Technology

Uber sued over alleged ‘racially biased’ rating system for drivers

Ride-hailing app Uber is being sued over allegations that the company’s rating system for drivers is racially biased, according to a complaint filed Monday in federal court. 

A former driver for Uber, San Diego resident Thomas Liu, alleges that the use of Uber’s passenger star rating system to determine termination had a “disparate impact on him” and other minority drivers. He claims he was “deactivated” as a driver in 2015 when his rating from passengers fell below Uber’s required minimum rating of 4.6.

“While Uber has long attempted to avoid paying its drivers proper wages, based on its misclassification of them as independent contractors, its denial of employment status also affects drivers’ ability to enforce their right to be free of racial discrimination on the job,” Shannon Liss-Riordan, lead attorney for the proposed class, said in a statement.

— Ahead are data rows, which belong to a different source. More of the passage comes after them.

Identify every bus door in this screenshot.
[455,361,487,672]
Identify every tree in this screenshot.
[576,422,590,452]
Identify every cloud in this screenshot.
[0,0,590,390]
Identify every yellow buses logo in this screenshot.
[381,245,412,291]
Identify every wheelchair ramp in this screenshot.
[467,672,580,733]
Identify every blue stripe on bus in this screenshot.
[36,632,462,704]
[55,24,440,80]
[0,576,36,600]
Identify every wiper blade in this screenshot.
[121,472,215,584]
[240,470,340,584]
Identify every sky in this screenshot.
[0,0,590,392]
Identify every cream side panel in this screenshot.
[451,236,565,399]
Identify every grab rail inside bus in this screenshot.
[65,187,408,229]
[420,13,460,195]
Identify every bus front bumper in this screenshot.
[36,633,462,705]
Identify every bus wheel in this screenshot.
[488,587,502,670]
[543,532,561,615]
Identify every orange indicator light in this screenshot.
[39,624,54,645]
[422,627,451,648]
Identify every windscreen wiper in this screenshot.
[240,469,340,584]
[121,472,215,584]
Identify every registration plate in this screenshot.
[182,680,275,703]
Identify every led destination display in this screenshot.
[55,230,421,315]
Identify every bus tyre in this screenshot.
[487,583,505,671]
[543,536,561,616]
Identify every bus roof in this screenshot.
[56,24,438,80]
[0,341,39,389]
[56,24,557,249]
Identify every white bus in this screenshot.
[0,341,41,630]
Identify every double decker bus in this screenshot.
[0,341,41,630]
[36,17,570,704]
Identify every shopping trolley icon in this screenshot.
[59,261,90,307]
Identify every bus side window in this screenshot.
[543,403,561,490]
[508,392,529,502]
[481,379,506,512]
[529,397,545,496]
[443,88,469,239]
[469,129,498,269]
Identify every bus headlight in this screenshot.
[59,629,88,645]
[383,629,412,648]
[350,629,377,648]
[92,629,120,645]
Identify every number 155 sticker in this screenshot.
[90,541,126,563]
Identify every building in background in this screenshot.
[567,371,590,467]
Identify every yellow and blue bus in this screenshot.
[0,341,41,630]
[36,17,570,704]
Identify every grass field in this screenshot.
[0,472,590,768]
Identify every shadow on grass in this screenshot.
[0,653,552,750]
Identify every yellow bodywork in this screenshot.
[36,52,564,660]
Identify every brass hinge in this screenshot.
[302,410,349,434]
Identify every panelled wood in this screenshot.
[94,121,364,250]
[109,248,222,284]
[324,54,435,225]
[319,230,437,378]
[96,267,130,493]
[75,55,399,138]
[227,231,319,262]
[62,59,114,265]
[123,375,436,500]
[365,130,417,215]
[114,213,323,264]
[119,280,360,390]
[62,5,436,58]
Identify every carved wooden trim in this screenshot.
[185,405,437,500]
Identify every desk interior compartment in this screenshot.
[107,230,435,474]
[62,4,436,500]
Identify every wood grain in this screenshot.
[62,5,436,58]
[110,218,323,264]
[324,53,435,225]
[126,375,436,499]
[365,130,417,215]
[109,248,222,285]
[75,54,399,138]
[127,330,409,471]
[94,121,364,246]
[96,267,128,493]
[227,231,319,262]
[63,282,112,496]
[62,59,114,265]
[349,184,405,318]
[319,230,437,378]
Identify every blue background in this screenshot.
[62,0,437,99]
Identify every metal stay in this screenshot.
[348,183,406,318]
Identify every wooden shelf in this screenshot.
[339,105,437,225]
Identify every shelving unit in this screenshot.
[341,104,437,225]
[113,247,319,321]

“Uber’s pattern of exploiting its drivers in the name of the dollar is well documented, and this lawsuit seeks to hold the company accountable for the institutional racism it has embraced and perpetuated,” Liss-Riordan added.

Uber, however, pushed back on the claims in the “flimsy lawsuit” and questioned the timing of the complaint being filed roughly a week before Election Day, when Proposition 22, a ballot measure that would exempt gig companies from treating workers as employees, is on the ballot in California. 

“This flimsy lawsuit—peculiarly timed, for a claim more than 5 years old—can’t distract from the simple fact that ridesharing has greatly reduced bias for both drivers and riders, who now have fairer, more equitable access to work and transportation than ever before,” Uber said in a statement. “That’s why dozens of community advocates and civil rights groups have joined 72% of drivers in supporting Yes on Prop 22 to save ridesharing in California.”

Uber did not directly respond to Liu’s allegations in its statement in response to the lawsuit. 

Liu is Asian and from Hawaii and speaks with a slight accent, according to the complaint filed in the Northern District of California. 

Liu said that while driving for Uber he noticed “passengers appearing hostile to him, which appeared to him to be a result of racial discrimination.” He said that passengers would cancel rides after he had already accepted and they were able to view his picture and that riders would ask where he was from “in an unfriendly way,” according to the complaint. 

The case is seeking class-action status and aims to represent all minority Uber drivers across the country who have “been terminated upon Ubers’ star rating system.”  

The lawsuit targeting the rating policy comes as Uber and other app-based gig companies are locked in a campaign to fight compliance with AB5 — the landmark labor law that established a test for determining whether workers can be classified as independent contractors rather than employees. 

Uber and Lyft have resisted complying with the law since it took effect earlier this year. If they were treated as full employees, drivers would get basic worker protections. 

A California appeals court last week dismissed a challenge to a ruling requiring Uber and Lyft to classify their drivers as employees. The appeals court decision compels Uber and Lyft to comply with AB5 as ordered by a San Francisco Superior Court Judge in August, though likely not for at least 30 days. 

The battle over Proposition 22 is reportedly the costliest ballot measure campaign in the nation’s history, with more than $186 million in contributions to the campaign in support of Proposition 22.